People are getting fed up with all the useless tech in their cars — For the first time in 28 years of JD Power’s car owner survey, there is a consecutive year-over-year decline in satisfaction, wit...
People are getting fed up with all the useless tech in their cars — For the first time in 28 years of JD Power’s car owner survey, there is a consecutive year-over-year decline in satisfaction, wit...::People are dissatisfied with the technology in their cars, according to a new survey from JD Power. They especially don’t like the native infotainment systems.
I live in a city where owning a car is not necessary. For the rare occasions that I do need/want a car I will rent. I go out of my way to request cars with android auto. I don't know how anyone could buy a car today without it.. It's really unacceptable.
CarPlay and Android Auto actually work well, and you can use the apps that you already have on your phone. The screens are generally more convenient and restrict view less than a phone holder stuck to the window. But without those, I agree that I'd rather have no screen than one with crappy media controls and the car's own navigation.
I can control Waze and Apple Music/Podcasts from my steering wheel, or the rotary knob. Or the touchpad if I was a weirdo. It's amazing.
Yes, you could achieve the same for music/podcasts via bluetooth, but you couldn't switch between which app is playing, and you didn't get Waze/Maps/Whatever GPS app you prefer, they're all better than the built in shit on most cars.
I suppose you could also get by with a paper map for your road trips and stuff, but personally I'm too lazy for that. It's fun, don't get me wrong, but I don't want to stop my car to figure out where I'm going.
I gotta have it. Although my car is designed properly with knobs and buttons for ac, seat heat, and radio controls. Was a major factor when deciding what I bought. I absolutely love how seamless CarPlay works with my music and GPS. Nice not to have to have a phone mount on my dash.
Try having an infotainment system that will just randomly disconnect and crash Android Auto every ~10 minutes. I don't own a car myself, but instead use a non-profit car rental service, so I've tried my fair share of different manufacturers and models. The worst of them all is the one in Skoda Superb (VW group company), if you put it back from reverse into drive, it would normally just freeze the entire screen while still on rear camera, and the front sensors wouldn't work. Then it would reboot the whole infotainment system after some minutes.
The worst physical interface can also be found in VW group cars, both VW ID3 and Cupra Born have a completely horrible capacitive touch button setup, which makes you unintendedly touch them when just holding the steering wheel, doing things like disabling lane control, changing cruise control etc.

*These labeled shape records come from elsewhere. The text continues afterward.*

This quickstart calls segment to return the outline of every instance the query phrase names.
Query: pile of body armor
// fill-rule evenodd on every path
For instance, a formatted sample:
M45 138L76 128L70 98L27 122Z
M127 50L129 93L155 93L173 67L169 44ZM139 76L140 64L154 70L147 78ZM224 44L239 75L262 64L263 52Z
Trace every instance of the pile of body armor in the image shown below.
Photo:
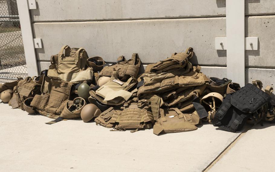
M0 98L12 108L54 120L47 124L81 118L111 131L153 127L157 135L194 130L203 122L235 132L246 123L275 121L272 87L262 90L256 80L241 88L209 77L189 61L193 53L191 48L173 53L140 74L137 53L108 64L65 45L39 76L0 84Z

They said they chose them because they wanted to give a "premium feel", which indicates they basically did zero user testing. At least they are changing to physical buttons for new models. The software is pretty bad as well, laggy and unintuitive menus. Their CEO recently resigned, and they've put $9 billion into increasing their developer team past 10k people, so I assume it has been acknowledged and will get better in newer models.
It's gotten to the point where I will just avoid VW group brands alltogether when booking a car.
I have an ID3 and agree with you to some degree. It's not quite unusable, but the touch buttons are high on the list of things I'd like to change.
I'm not that bothered with the layout of the infotainment system, but it'd be great if it didn't slow down and crash as often.
If they had gotten those things right is the ID3 would have been such a perfect little car for me. I love it otherwise. Quick, decent ACC, range is fine for its intended use.
I've got a Kia K5 rental at the moment and I kind of wish I could have brought my ID3. Although charging infrastructure does seem a bit lacking here in the US compared to home in the Netherlands.